In this example, Harness creates a test-deployment-blue
deployment and a test-hpa-blue
HPA which references the test-deployment-blue
deployment:
apiVersion: autoscaling/v1
kind: HorizontalPodAutoscaler
metadata:
name: test-hpa-blue
spec:
scaleTargetRef:
apiVersion: apps/v1
kind: Deployment
name: test-deployment-blue
minReplicas: 1
maxReplicas: 10
targetCPUUtilizationPercentage: 50
If you are using HPA with your deployment without enabling the feature flag, CDS_SUPPORT_HPA_AND_PDB_NG
, create a blue
and green
HPA configuration that will point at your deployments.
templates/hpa-blue.yaml:
apiVersion: autoscaling/v2
kind: HorizontalPodAutoscaler
metadata:
name: {{.Values.name}}-blue
labels:
harness.io/color: blue
spec:
scaleTargetRef:
apiVersion: apps/v1
kind: Deployment
name: {{.Values.name}}-blue
minReplicas: {{ .Values.autoscaling.minReplicas }}
maxReplicas: {{ .Values.autoscaling.maxReplicas }}
metrics:
{{- toYaml .Values.autoscaling.metrics | indent 4 }}
templates/hpa-green.yaml:
apiVersion: autoscaling/v2
kind: HorizontalPodAutoscaler
metadata:
name: {{.Values.name}}-green
labels:
harness.io/color: green
spec:
scaleTargetRef:
apiVersion: apps/v1
kind: Deployment
name: {{.Values.name}}-green
minReplicas: {{ .Values.autoscaling.minReplicas }}
maxReplicas: {{ .Values.autoscaling.maxReplicas }}
metrics:
{{- toYaml .Values.autoscaling.metrics | indent 4 }}
You can add your scaling configuration to your manifest (or share it if you are using a Helm chart):
autoscaling:
minReplicas: 1
maxReplicas: 5
metrics:
- type: Resource
resource:
name: cpu
target:
type: Utilization
averageUtilization: 20
- type: Resource
resource:
name: memory
target:
type: Utilization
averageUtilization: 20
When using this with a traffic splitting strategy, your pods will scale automatically as your new pods begin receiving heavier loads.

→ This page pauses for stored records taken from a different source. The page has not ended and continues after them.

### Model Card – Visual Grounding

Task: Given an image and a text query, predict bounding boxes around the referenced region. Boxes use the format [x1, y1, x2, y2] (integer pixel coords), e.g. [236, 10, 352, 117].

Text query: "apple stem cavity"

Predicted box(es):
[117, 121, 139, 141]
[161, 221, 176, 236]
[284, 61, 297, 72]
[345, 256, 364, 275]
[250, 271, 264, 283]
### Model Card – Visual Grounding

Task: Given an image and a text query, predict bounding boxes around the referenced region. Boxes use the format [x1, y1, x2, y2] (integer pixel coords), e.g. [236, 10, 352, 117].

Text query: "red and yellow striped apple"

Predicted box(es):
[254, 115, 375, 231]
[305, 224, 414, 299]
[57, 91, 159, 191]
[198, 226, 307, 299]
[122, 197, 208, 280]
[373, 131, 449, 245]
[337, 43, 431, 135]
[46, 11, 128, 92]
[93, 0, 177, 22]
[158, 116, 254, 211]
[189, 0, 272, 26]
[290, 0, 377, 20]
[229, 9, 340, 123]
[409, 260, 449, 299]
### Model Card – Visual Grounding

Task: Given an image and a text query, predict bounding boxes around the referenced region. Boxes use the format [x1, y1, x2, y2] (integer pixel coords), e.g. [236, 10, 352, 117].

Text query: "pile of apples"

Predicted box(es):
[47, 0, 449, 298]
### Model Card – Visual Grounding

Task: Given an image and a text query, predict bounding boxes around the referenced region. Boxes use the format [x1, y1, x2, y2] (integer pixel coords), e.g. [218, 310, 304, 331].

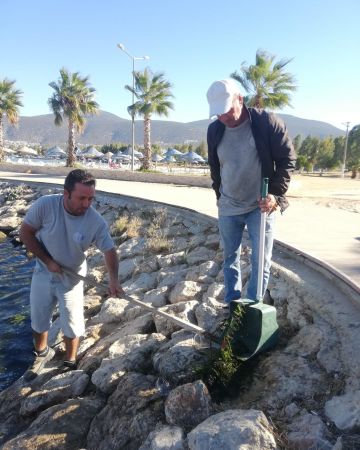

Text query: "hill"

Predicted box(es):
[5, 111, 345, 146]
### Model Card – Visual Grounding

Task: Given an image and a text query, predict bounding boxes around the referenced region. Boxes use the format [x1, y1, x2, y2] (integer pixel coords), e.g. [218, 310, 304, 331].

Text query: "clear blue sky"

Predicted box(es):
[0, 0, 360, 129]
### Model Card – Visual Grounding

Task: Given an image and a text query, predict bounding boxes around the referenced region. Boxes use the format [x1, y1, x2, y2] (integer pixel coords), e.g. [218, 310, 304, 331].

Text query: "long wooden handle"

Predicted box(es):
[62, 266, 208, 334]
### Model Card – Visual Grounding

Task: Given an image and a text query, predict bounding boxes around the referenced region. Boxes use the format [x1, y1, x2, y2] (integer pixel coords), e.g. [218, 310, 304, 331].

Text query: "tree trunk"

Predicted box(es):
[66, 120, 76, 167]
[0, 115, 5, 162]
[143, 116, 151, 170]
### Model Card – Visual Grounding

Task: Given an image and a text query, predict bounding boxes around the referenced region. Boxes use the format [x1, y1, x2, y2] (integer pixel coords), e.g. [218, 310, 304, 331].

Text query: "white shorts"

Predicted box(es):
[30, 263, 85, 338]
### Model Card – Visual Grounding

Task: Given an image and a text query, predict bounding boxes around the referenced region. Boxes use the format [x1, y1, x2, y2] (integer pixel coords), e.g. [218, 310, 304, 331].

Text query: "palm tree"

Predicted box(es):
[125, 69, 174, 170]
[230, 50, 296, 109]
[48, 68, 99, 167]
[0, 78, 23, 161]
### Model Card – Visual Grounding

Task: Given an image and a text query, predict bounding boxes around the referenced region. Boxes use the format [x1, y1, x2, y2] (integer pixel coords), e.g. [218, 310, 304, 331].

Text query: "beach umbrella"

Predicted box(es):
[181, 151, 205, 162]
[3, 147, 16, 155]
[45, 146, 66, 158]
[164, 148, 182, 157]
[151, 153, 163, 162]
[161, 155, 176, 163]
[81, 147, 104, 158]
[16, 145, 37, 155]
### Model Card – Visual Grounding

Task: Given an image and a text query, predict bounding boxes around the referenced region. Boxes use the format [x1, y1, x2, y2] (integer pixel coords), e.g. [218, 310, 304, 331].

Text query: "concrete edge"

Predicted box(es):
[0, 177, 360, 305]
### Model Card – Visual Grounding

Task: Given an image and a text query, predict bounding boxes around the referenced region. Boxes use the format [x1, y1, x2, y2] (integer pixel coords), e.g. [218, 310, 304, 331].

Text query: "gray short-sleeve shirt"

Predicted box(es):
[218, 116, 261, 216]
[24, 194, 114, 273]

Using Pod Disruption Budget (PDB)
Currently, this functionality is behind a feature flag, CDS_SUPPORT_HPA_AND_PDB_NG
. Contact Harness Support to enable the feature.
A Pod Disruption Budget (PDB) defines the budget for voluntary disruptions. To ensure baseline availability or performance, the PDB lets the cluster know the minimum threshold for pod availability.

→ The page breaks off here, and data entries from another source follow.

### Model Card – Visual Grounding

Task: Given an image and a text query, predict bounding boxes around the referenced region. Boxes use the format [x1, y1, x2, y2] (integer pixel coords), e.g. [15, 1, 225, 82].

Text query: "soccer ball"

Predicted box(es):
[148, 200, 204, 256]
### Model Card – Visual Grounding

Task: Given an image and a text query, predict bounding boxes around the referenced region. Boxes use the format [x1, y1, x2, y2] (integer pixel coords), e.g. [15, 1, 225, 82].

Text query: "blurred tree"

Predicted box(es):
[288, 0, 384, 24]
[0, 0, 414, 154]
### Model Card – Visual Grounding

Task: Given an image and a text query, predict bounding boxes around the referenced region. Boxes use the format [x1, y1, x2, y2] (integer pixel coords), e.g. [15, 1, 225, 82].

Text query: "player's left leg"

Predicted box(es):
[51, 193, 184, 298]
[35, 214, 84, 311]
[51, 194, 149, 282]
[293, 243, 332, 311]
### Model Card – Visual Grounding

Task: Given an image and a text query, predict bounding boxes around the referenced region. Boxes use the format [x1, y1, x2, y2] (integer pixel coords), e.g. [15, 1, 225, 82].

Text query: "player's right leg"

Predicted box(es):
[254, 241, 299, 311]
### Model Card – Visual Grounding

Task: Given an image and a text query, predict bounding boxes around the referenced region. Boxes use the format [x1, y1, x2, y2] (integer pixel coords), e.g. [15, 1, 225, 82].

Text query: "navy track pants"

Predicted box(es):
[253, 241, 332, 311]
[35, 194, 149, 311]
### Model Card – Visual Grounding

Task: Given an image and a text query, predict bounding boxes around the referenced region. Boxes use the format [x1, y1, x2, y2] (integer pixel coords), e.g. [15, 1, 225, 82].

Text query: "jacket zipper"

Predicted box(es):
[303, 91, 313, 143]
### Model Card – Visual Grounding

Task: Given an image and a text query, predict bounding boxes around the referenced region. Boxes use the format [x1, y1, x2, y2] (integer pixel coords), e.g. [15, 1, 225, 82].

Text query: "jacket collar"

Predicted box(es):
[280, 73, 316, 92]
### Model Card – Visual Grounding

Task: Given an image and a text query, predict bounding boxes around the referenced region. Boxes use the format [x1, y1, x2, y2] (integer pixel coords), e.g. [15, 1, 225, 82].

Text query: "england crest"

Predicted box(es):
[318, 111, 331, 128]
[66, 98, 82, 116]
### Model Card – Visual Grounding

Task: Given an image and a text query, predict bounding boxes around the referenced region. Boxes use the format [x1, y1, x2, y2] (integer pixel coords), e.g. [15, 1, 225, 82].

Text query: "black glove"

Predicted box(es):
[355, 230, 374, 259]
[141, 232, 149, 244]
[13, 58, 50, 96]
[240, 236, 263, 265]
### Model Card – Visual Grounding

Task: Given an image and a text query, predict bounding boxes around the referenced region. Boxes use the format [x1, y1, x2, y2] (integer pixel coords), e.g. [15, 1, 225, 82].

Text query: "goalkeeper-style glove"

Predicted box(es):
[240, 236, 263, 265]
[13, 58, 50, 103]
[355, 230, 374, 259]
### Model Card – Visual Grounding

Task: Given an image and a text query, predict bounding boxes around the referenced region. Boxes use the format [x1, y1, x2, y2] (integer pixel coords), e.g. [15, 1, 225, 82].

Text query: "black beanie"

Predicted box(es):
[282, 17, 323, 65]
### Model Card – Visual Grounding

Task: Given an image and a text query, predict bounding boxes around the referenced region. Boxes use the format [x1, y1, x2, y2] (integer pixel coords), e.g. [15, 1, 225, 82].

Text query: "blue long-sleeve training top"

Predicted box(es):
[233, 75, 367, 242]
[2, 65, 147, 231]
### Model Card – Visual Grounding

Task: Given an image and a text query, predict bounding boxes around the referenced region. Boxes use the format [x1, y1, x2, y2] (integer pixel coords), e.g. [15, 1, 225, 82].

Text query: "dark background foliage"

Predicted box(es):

PDB can be applied for the following types of controllers:
- Deployment
- ReplicationController
- ReplicaSet
- StatefulSet
Here's a sample PBD resource:
apiVersion: policy/v1
kind: PodDisruptionBudget
metadata:
name: pdb
spec:
minAvailable: 1
selector:
matchLabels:
app: nginx
PDB can have a minAvailable
or maxUnavailable
field with absolute or percentage values.
Here is a sample Kubernetes resource with stage color blue
:
apiVersion: apps/v1
kind: Deployment
metadata:
name: test-deployment-blue
spec:
replicas: 1
selector:
matchLabels:
app: test-deployment-blue
template:
metadata:
labels:
app: test-deployment-blue
spec:
containers:
- name: nginx
image: nginx:latest
ports:
- containerPort: 80
Here, the deployment name is test-deployment
. Harness creates a blue
configuration, marking the name of the deployment test-deployment-blue
.
Harness creates a PDB resource, test-pdb-blue
:
apiVersion: policy/v1
kind: PodDisruptionBudget
metadata:
name: test-pdb-blue
spec:
minAvailable: 1
selector:
matchLabels:
app: test-deployment
Additionally, harness.io/color=blue
value is added to the selectors list:
app: test-deployment
harness.io/color=blue
Note that the selectors for PDB, .spec.selector
must match the controller's .spec.selector
.
The release history contains the name of the stage PDB resource (for example, test-pdb-blue
) as part of the list of resources.
Notes
- Blue Green Rollback — A great benefit of a Blue Green deployment is rapid rollback: rolling back to the old version of a service/artifact is simple and reliable because network traffic is simply routed back to the original instances. You do not need to redeploy previous versions of the service/artifact and the instances that comprised their environment.